Posted at 6:03 PM, May 31, 2019
and last updated 2019-05-31 20:23:36-04

COLUMBIA FALLS – It might be the most difficult, and shortest highway problem in Western Montana.

But with traffic to and from Glacier National Park soaring in recent years, it’s a complicated problem which desperately needs a solution to save lives.

During his tenure as Missoula District Administrator, Ed Toavs and his team with the Montana Department of Transportation have accomplished an amazing amount of work.

A majority of the Kalispell Bypass was finished, major freeway interchanges have been built, dozens of bridges restored or completely replaced on I-90, in the Bitterroot and in Missoula.

Even the dilapidated bridge at Hungry Horse is gone. But just west of there is a project which still needs a fix. And Toavs, who is retiring from MDT to go into the private sector, says Badrock Canyon is extremely difficult. Perched at the bottom of the cliff between Columbia Mountain and the Flathead River, it’s a highway where lives have been lost and solutions haven’t been found.

“If you go behind the guardrail and look up at Columbia Mountain, there’s this large ledge up there,” Toavs said. “And that’s fractured shale on that entire face of Columbia Mountain and so the geotechs have told me if that get’s disturbed too much you might block half of the Flathead River.
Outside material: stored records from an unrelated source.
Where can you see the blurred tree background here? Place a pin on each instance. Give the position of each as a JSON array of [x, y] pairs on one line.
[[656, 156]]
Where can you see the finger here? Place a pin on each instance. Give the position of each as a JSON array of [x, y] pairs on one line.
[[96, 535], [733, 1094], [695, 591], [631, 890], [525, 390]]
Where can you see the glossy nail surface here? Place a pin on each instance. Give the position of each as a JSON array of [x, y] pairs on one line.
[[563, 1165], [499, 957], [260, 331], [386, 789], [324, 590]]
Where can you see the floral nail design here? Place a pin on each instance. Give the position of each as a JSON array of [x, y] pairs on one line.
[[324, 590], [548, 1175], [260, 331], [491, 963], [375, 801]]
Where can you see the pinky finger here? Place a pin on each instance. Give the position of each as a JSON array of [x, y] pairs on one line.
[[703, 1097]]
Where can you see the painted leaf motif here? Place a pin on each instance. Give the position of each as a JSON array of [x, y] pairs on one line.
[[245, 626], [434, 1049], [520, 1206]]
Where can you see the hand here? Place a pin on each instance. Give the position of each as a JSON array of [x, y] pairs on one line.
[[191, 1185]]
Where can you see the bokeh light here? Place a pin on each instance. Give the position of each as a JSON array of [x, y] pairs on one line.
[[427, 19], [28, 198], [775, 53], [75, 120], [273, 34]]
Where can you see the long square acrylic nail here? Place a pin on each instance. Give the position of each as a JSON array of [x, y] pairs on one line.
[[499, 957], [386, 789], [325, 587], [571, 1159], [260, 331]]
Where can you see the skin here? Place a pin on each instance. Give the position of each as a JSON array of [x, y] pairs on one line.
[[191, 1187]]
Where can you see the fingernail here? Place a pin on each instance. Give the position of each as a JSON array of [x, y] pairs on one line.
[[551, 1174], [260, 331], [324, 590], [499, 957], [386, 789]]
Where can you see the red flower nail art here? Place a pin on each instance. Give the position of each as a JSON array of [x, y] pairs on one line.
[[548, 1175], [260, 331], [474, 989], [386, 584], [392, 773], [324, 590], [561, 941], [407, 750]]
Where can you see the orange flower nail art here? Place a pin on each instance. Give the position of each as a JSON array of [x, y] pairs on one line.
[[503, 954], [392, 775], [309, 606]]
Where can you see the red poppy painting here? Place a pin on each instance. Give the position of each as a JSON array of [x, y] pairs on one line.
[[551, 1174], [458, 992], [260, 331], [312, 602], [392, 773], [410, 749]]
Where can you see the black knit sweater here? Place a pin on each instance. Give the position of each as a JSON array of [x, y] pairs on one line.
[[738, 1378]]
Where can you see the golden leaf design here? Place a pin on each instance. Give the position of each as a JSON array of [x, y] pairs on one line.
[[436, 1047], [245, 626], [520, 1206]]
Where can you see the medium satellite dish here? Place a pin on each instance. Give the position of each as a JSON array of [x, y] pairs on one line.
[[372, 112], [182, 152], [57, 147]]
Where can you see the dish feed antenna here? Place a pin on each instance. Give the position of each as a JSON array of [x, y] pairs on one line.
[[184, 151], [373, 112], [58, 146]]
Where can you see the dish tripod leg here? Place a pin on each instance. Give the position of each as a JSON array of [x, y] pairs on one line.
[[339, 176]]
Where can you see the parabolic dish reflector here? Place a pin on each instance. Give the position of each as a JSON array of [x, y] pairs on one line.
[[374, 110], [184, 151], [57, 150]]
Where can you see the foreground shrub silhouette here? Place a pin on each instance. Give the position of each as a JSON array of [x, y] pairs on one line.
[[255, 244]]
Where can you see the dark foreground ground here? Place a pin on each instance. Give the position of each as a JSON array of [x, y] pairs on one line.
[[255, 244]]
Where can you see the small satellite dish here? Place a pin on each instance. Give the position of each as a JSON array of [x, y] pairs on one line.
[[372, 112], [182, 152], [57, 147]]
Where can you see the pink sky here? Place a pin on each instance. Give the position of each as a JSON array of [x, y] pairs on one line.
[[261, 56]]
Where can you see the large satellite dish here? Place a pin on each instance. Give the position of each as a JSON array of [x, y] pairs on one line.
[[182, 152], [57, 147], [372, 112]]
So definitely some concern there.”

The problem is essentially one of space. if you can’t do a traditional “cut” on the mountain, how do you find room for the four lane, straighter highway that’s needed?

“We could do, say a cantilevered structure throughout part of that canyon, but that makes the project cost $30 million. That’s hard to justify for a rural section of highway for one and a half miles. If we could do, say, an earthen retaining wall it could cut the cost in half. That is doable.”

Additionally, Toavs says there are wildlife crossings to consider, the boat launch on the river and a gas main under the highway.

“I think of it in two ways. You have a social aspect and an engineering aspect. The social aspect, our cultural, is you have a couple of tribes, the Blackfeet and the CSKT that have some interest in there, some historical interest. So that has to be acknowledged and respected. ”

What has Toavs is worried is the present danger. While the road from Hungry Horse east, and west to Columbia Falls, is all four lane, with a path for bikes and hikers, but no provisions at all in Badrock. But he says at least US 2 on either side is finished.

“If we can figure out a way to navigate doing some work on the river side and staying out of the rock areas, you have a fundable project at some point. And that needs to happen. Because as traffic increases more and more and more, and also bicycle and pedestrian traffic with the shared use path, that becomes more and more dangerous. And more and more of a safety issue in the summertime. And that’s something that we just need to avoid.”

The MDT has hired an engineering firm to begin looking at possible solutions for the highway through Badrock Canyon, and hopefully those ideas could help with the question of how to pay for the improvements.